LOS ANGELES, January 18, 2011 – In December 2010, Singapore Airlines’ capacity (measured in available seat kilometers) grew 4.9% year-on-year against a 0.4% increase in system wide passenger carriage (measured in revenue passenger kilometers). As a result, passenger load factor (PLF) declined by 3.6 percentage points to 80.7%. The number of passengers carried decreased 1.0% over the same month the previous year to 1.5 million.
The increase in capacity was the result of additional frequencies to several destinations including Manchester (via Munich), Houston (via Moscow), Osaka and Seoul. A new double-daily service to Tokyo-Haneda was launched on October 31, 2010, complementing the existing twice-daily services to Tokyo-Narita. In addition, the all-Business Class service to Los Angeles returned to daily operations from early October 2010.
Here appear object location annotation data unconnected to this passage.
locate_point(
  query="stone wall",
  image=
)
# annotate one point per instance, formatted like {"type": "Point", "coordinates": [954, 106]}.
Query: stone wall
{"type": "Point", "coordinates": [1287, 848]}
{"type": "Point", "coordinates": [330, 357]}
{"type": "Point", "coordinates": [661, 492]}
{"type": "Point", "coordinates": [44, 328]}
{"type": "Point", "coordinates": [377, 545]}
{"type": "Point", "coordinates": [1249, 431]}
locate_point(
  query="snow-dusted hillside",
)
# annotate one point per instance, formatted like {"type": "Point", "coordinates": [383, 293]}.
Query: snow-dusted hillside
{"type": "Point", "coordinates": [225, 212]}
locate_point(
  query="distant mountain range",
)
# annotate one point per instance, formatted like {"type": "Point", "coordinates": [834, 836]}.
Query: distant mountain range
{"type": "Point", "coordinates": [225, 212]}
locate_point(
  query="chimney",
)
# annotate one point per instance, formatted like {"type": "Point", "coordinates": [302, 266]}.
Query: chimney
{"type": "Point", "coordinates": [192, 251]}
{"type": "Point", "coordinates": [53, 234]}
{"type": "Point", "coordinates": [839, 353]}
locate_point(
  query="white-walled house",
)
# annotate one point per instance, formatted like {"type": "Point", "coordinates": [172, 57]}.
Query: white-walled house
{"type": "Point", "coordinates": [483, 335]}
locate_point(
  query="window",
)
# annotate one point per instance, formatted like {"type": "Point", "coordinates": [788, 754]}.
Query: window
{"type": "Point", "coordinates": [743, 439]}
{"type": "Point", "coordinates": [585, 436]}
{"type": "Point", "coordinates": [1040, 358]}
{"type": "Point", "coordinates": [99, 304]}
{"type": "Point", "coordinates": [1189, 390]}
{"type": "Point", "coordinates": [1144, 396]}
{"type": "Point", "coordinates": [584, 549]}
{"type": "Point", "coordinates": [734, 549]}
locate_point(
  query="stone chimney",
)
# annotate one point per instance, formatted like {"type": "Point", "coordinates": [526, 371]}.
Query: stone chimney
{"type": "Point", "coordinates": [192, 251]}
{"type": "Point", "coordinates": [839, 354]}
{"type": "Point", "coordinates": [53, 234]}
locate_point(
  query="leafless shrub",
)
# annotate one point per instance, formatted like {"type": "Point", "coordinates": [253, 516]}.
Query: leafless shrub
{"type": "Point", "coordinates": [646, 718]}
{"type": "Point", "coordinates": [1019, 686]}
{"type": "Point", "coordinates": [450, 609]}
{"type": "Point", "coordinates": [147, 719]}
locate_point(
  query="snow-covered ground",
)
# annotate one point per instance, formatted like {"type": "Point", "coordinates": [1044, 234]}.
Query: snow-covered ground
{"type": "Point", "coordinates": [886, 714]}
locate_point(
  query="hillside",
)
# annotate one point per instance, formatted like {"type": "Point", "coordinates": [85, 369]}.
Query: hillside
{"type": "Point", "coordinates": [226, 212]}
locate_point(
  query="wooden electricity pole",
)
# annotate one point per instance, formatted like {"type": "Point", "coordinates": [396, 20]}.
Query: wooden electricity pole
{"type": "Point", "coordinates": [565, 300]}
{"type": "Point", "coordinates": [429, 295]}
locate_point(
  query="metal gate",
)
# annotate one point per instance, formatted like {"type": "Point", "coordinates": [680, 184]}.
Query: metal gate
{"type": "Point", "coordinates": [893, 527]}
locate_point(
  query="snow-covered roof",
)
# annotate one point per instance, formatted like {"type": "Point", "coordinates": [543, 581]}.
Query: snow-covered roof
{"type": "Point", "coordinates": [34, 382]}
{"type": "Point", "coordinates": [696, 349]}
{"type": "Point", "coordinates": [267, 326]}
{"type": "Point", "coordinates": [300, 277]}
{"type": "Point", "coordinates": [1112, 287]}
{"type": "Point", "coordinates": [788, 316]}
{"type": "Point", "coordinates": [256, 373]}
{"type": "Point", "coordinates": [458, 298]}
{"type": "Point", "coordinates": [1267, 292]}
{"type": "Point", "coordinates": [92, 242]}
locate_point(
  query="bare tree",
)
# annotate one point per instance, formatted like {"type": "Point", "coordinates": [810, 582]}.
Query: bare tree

All regions registered declines in PLFs over the same month in 2009, which can be attributed to the smaller volume of lower-fare promotional traffic compared to the same period the previous year. Traffic during this traditional peak travel period was also affected by weather-related disruptions, which hit the Europe and Americas region.
Overall cargo traffic (measured in freight ton kilometers) improved by 5.1% while cargo capacity increased by 4.9%. This led to a marginal improvement in cargo load factor (CLF) of 0.1 percentage point. CLFs improved for all route regions except East Asia and Europe. East Asia registered a 3.0 percentage point reduction in CLF as cargo traffic did not keep pace with capacity increases while Europe’s CLF declined 1.8 percentage points due to the ongoing economic challenges.